Background technology
In common lab, the allelic authentication method of TAP mainly contains restriction fragment length polymorphism analysis (PCR-RFLP) at present, sequence specific primers method (PCR-SSP) etc.
1)PCR-RFLP
Cardinal principle: the different segments of utilizing special digestion with restriction enzyme mutational site to produce, through the dimorphism of agarose gel electrophoresis judgement base.
Main experiment flow:
It is disconnected that pcr amplification target gene fragment → special digestion with restriction enzyme → agarose gel electrophoresis separates the enzyme section.
Experimental defects:
1. experimental procedure is more loaded down with trivial details.
2. and the TAP gene form by TAP1 and TAP2, TAP1 has 13 SNP (SNP) sites and a special base deletion, TAP2 has 8 SNP sites.So will increase 21 times during through all SNP of PCR-RFLP inspection TAP, enzyme is cut 22 times, and then carries out gel electrophoresis.Workload is huge, is prone to the experiment mistake.
3. can not identify pure heterozygote situation.
4. the error of experimental technique own is bigger.
Accuracy that historical facts or anecdotes is tested and the simplicity space that has greatly improved.
2)PCR-SSP
Cardinal principle: design a cover specificity to each allelic primer, directly amplification has each allele-specific segment of sequence difference, judges the polymorphum that has or not amplified production to confirm gene through agarose electrophoresis.
Main experiment flow:
Implementation sequence Auele Specific Primer → PCR → agarose gel electrophoresis.
Experimental defects:
Be difficult for robotization; Can not detect new allelotrope and accuracy has much room for improvement.
Summary of the invention
The purpose of this invention is to provide the allelic novel method of a kind of evaluation TAP.

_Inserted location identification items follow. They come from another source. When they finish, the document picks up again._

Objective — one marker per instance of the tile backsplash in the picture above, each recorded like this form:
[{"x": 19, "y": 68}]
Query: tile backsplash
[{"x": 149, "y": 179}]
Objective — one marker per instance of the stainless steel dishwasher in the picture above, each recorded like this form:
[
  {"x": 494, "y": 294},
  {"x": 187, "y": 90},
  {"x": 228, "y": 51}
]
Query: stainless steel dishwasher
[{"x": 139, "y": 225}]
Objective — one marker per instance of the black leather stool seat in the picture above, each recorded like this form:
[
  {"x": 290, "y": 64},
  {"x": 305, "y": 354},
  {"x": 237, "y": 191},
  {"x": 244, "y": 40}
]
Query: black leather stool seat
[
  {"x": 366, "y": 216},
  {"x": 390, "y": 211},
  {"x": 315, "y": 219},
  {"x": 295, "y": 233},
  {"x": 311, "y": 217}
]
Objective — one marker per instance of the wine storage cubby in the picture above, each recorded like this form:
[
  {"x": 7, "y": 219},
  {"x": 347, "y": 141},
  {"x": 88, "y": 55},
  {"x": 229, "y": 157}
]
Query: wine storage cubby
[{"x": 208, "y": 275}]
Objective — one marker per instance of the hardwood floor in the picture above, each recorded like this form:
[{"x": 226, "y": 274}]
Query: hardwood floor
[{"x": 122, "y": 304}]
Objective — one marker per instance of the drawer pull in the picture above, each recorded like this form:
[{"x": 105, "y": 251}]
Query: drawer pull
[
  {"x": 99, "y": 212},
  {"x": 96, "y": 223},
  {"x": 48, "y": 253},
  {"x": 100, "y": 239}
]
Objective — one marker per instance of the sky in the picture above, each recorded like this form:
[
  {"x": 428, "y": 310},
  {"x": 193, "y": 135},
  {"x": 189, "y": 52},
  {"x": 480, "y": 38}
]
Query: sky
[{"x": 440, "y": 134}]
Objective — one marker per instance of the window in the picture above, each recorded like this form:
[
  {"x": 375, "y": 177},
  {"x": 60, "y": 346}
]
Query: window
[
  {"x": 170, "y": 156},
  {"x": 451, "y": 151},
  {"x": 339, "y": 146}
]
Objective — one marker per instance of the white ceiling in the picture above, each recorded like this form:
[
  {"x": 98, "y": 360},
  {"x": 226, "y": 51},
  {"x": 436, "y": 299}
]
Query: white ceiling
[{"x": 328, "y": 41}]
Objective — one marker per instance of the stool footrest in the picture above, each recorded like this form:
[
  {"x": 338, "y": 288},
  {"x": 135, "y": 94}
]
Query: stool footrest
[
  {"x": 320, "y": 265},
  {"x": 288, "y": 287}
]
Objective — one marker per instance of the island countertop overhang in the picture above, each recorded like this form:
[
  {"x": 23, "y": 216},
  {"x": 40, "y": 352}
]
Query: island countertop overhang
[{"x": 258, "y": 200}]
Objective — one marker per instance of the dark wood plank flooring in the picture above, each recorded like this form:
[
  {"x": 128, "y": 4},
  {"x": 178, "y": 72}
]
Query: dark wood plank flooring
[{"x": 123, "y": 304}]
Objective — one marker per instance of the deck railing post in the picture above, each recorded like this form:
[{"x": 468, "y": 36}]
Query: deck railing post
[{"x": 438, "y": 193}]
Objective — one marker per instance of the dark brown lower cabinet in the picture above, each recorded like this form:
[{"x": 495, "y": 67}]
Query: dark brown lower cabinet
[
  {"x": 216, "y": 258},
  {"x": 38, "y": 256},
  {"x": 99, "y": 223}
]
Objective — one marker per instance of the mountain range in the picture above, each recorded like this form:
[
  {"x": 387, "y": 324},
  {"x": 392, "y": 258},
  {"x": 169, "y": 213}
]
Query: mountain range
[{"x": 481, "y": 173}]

The present invention has adopted following technical proposals:
The allelic method of TAP (antigen presentation processed gene) is identified in a kind of SNPs combination; The SNP somatotype that comprises the following steps: to detect the 599th, 762,997,1910, the 1943 and 1983 site bases of TAP1 on the sample to be tested TAP gene obtains the SNP somatotype combination of TAP1; The SNP somatotype that perhaps detects the 1308th, the 1693 and 1951 site bases of TAP2 on the TAP gene to be measured obtains the SNP somatotype combination of TAP2; According to the corresponding allelic gene typing of SNP somatotype combination of TAP1 or TAP2, confirm the allelic gene typing of TAP1 or TAP2.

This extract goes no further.